Democrat Pastor Accuses Thad Cochran Campaign of Vote-for-Pay Scheme
A black Mississippi pastor has emerged to claim Sen. Thad Cochran's (R-MS) campaign paid “thousands” of Democrats $15 each to vote in the June 24 GOP runoff – and that he was part of the scheme.
Rev. Stevie Fielder, an associate pastor at First Union Missionary Baptist Church in Meridian, Mississippi, says Cochran's campaign “told me to offer blacks $15 each and to vote for Thad.”
Fielder, who was paid by freelance journalist Charles C. Johnson for the story, provided a new outlet launched by Johnson—GotNews.com—with four text messages from a person purporting to be Cochran campaign staffer Saleem Baird.
The messages cite an official Cochran campaign email address—Saleem@ThadForMs.com—and include detailed discussions of the campaign providing envelopes of money to distribute to people who vote.
“Send me individual names and amounts along with home address to firstname.lastname@example.org and I’ll have money separated in envelopes at the office waiting for you,” one message, sent three days before the runoff, says.
Fielder said he helped distribute the Cochran cash for votes on a promise of eventually getting paid $16,000—and because a key Cochran campaign staffer convinced him that Cochran’s conservative challenger state Sen. Chris McDaniel was racist.
“They sold me on the fact that he was a racist and that the right thing to do was to keep him out of office,” Fielder said.

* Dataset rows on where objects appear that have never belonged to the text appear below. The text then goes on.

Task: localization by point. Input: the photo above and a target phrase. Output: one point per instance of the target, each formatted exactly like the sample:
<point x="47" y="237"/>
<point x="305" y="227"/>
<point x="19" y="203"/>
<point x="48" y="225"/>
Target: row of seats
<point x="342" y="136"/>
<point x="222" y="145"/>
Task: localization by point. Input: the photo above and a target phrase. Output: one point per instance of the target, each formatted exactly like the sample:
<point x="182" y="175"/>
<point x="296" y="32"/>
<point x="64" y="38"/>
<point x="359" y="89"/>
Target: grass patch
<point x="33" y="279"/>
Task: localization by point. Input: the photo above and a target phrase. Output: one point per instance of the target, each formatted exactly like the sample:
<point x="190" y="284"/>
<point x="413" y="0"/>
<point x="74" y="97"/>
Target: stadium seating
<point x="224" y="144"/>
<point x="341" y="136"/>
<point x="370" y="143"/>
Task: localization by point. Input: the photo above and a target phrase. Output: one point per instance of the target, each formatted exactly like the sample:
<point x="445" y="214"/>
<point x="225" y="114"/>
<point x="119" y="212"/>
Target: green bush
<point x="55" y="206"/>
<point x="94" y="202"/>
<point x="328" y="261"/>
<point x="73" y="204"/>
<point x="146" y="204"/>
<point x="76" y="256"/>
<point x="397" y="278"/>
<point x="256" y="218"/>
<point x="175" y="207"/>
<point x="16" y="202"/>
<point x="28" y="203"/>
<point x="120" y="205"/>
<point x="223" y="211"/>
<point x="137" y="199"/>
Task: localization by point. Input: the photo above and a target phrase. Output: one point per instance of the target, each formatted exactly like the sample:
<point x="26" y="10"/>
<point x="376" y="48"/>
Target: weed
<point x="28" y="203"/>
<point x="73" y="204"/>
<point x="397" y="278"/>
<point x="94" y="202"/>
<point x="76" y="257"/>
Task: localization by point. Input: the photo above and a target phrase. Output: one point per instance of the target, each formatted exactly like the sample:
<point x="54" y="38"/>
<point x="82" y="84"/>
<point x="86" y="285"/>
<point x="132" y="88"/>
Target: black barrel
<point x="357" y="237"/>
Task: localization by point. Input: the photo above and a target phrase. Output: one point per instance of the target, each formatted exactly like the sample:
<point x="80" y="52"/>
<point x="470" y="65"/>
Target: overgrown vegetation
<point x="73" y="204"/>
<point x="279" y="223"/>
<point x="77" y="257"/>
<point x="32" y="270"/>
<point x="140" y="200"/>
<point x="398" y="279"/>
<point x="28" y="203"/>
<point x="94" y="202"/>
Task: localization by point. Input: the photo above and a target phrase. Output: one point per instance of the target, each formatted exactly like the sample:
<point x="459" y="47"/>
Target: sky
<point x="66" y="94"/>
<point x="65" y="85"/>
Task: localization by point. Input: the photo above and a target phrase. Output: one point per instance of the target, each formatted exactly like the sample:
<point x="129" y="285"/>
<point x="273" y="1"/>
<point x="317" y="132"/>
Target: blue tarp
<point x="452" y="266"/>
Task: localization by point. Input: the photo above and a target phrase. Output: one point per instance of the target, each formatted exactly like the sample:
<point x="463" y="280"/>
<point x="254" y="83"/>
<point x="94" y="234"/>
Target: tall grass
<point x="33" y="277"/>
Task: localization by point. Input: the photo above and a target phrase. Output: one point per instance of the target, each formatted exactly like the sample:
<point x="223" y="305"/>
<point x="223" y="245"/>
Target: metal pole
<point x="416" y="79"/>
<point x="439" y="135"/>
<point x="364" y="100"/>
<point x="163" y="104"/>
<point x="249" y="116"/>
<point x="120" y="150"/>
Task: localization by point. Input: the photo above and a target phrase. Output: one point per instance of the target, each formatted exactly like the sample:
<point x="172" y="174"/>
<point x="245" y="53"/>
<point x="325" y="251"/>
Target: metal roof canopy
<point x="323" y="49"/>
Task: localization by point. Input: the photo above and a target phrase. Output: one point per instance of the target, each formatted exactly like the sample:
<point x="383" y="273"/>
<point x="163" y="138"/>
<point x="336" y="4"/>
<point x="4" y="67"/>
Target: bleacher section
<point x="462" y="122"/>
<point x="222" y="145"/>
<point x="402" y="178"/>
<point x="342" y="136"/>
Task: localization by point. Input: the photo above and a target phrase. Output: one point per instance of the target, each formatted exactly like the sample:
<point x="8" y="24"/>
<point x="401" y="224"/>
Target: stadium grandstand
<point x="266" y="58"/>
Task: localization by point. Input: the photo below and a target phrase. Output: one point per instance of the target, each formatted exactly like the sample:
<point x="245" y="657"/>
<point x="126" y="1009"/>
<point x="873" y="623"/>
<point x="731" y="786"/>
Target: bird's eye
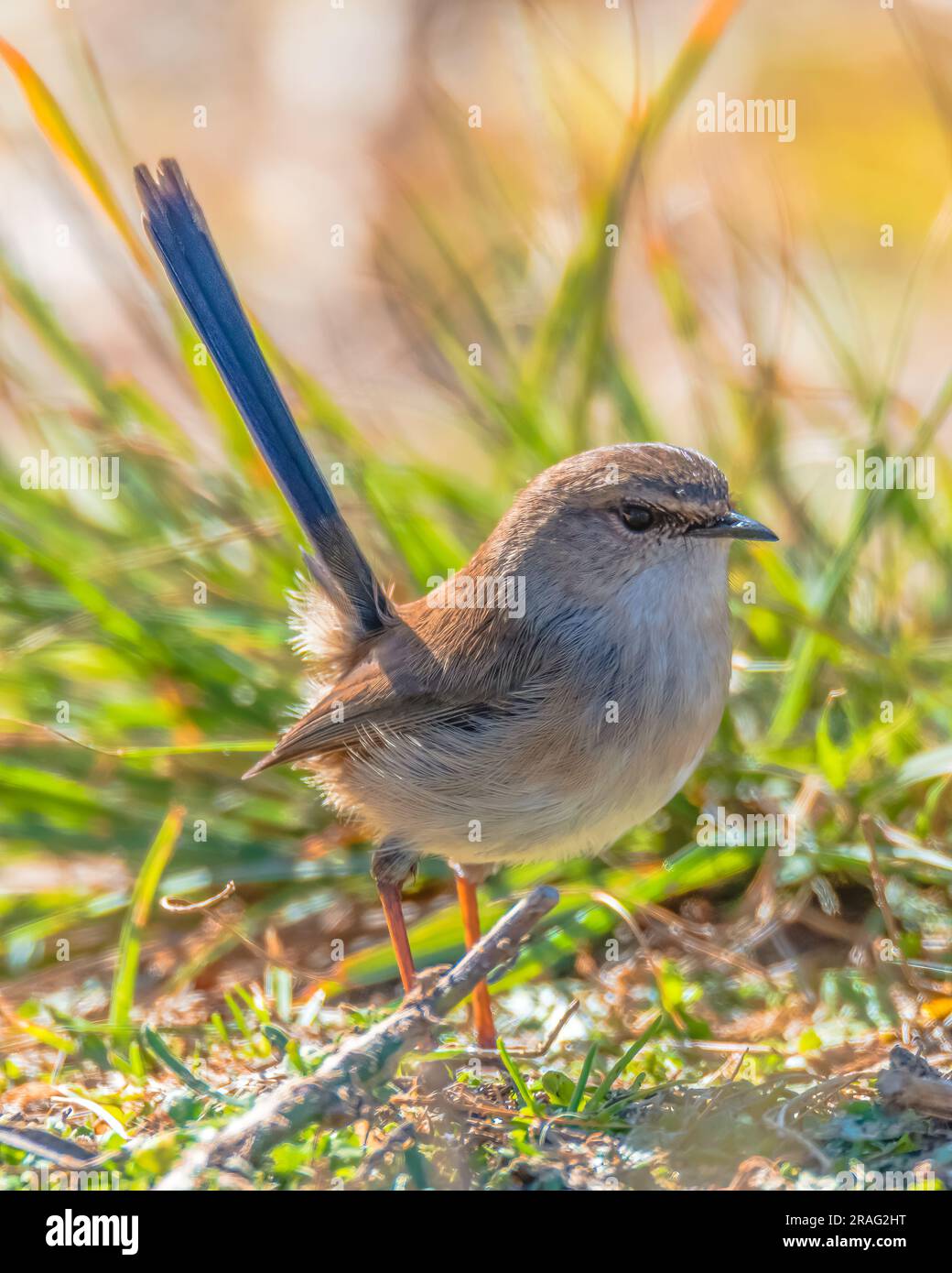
<point x="636" y="517"/>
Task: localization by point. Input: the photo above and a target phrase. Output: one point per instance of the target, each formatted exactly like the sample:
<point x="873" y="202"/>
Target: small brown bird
<point x="554" y="692"/>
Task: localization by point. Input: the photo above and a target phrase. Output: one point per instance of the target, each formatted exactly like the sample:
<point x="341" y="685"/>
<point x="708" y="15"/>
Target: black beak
<point x="733" y="526"/>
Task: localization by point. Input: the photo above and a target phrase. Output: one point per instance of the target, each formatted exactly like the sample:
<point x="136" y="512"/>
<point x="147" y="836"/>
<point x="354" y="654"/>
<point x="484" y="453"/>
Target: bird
<point x="534" y="705"/>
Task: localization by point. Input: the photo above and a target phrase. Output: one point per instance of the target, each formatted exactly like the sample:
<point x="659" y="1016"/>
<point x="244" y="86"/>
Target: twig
<point x="341" y="1087"/>
<point x="868" y="825"/>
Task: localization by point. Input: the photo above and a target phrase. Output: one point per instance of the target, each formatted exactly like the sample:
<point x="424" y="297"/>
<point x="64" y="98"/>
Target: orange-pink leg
<point x="392" y="901"/>
<point x="481" y="1004"/>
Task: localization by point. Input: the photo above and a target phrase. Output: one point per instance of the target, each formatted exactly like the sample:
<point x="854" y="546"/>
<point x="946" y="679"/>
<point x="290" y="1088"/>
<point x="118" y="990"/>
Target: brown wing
<point x="434" y="665"/>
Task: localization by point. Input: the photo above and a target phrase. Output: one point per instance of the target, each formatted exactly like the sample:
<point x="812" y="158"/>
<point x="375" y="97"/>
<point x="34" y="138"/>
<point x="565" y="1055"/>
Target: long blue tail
<point x="179" y="234"/>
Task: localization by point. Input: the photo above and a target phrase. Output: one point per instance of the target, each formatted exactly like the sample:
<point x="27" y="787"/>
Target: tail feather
<point x="179" y="234"/>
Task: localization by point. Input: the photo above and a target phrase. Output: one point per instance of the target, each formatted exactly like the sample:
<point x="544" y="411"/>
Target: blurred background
<point x="413" y="199"/>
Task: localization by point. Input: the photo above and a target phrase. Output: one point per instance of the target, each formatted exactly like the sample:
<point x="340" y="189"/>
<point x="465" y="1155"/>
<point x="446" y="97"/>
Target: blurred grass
<point x="152" y="630"/>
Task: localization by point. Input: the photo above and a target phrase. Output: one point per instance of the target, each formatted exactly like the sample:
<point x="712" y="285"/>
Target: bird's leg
<point x="391" y="865"/>
<point x="467" y="877"/>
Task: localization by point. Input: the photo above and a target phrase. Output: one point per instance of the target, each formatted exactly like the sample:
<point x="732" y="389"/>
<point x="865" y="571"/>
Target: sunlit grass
<point x="146" y="640"/>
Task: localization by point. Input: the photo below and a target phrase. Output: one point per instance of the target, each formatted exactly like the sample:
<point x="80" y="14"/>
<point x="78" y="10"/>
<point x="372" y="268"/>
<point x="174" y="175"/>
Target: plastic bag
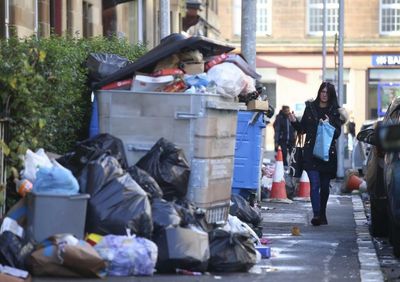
<point x="231" y="252"/>
<point x="63" y="255"/>
<point x="56" y="180"/>
<point x="101" y="65"/>
<point x="323" y="141"/>
<point x="128" y="255"/>
<point x="242" y="209"/>
<point x="167" y="164"/>
<point x="34" y="161"/>
<point x="10" y="250"/>
<point x="91" y="149"/>
<point x="146" y="182"/>
<point x="116" y="201"/>
<point x="164" y="215"/>
<point x="230" y="79"/>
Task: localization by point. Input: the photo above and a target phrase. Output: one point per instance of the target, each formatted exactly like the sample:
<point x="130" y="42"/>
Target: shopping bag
<point x="296" y="158"/>
<point x="323" y="141"/>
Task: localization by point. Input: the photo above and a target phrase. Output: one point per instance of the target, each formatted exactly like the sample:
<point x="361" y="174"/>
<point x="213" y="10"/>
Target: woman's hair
<point x="332" y="98"/>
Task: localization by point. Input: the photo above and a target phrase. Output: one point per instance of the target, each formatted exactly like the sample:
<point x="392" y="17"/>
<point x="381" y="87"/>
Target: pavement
<point x="339" y="251"/>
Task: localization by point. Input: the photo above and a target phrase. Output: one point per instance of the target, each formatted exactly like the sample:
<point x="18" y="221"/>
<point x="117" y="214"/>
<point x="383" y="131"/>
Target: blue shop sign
<point x="386" y="60"/>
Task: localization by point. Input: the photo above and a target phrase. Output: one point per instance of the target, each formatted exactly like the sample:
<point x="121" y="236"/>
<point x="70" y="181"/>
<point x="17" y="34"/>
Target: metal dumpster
<point x="248" y="151"/>
<point x="203" y="125"/>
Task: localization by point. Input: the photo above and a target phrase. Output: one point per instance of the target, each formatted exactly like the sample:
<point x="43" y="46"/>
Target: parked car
<point x="361" y="150"/>
<point x="383" y="175"/>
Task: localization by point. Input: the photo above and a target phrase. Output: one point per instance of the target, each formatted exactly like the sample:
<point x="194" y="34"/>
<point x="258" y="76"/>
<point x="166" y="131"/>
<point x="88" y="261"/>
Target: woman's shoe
<point x="323" y="220"/>
<point x="316" y="221"/>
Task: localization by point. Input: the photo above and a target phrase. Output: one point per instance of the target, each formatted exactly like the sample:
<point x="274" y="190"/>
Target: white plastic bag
<point x="34" y="161"/>
<point x="128" y="255"/>
<point x="230" y="79"/>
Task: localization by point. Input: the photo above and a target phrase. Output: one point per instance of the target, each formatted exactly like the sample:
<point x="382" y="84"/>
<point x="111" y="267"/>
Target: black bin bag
<point x="242" y="209"/>
<point x="116" y="201"/>
<point x="164" y="215"/>
<point x="101" y="65"/>
<point x="231" y="252"/>
<point x="145" y="181"/>
<point x="12" y="251"/>
<point x="185" y="248"/>
<point x="167" y="164"/>
<point x="91" y="149"/>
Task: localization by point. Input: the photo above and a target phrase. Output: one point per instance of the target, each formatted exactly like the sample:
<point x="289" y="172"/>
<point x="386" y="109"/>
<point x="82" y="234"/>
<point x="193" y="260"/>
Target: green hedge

But Cochran's campaign never paid, Fielder said.
Fielder also now says he was wrong about McDaniel's character. He said he “took a good look at the campaign ads” and came to understand that “McDaniel was not a racist.”
“Me and other people were misguided and misled,” Fielder said.
In a brief phone interview with Breitbart News, Fielder confirmed that he is an associate pastor at First Union Missionary Baptist Church and that he leveled the allegations in an interview with Johnson.
The Society of Professional Journalists' Code of Ethics says, “Be wary of sources offering information for favors or money; avoid bidding for news.” Johnson defended paying for the story in an email, saying, “Why wouldn't I pay for an awesome story?”
“Gawker, the Daily Mail, TMZ all pay for information (and they pay poorly, by the way). There's also a long history of ‘checkbook journalism’ in America. I'm bringing it back. Indeed, every press baron in American history has relied on it. Pulitzer, Hearst, Luce, and, yes, Oprah are all supporters of it. David Frost paid for the Nixon tapes, goodness sake.”
Though Fielder himself has not been paid the $16,000 he claims he was promised for his services, he alleges he was given the enveloped cash to distribute amongst the black community in Mississippi in exchange for Cochran votes—and further alleges that others like him were similar given such cash.
Fielder, a Democrat, says he has voted for Republicans in the past and that his motive to come forward with this information at this time is that he now thinks what he did was “wrong.” He says he was mostly motivated by the claims—which he now understands are untrue—that McDaniel was a racist, not by the money. “Definitely the election should not be allowed to stand,” Fielder said, adding that he’d support McDaniel in the event a judge orders a new runoff election as a result of alleged voter fraud. “He’s been done wrong,” Fielder said of McDaniel. “He’s not what they said that he is.”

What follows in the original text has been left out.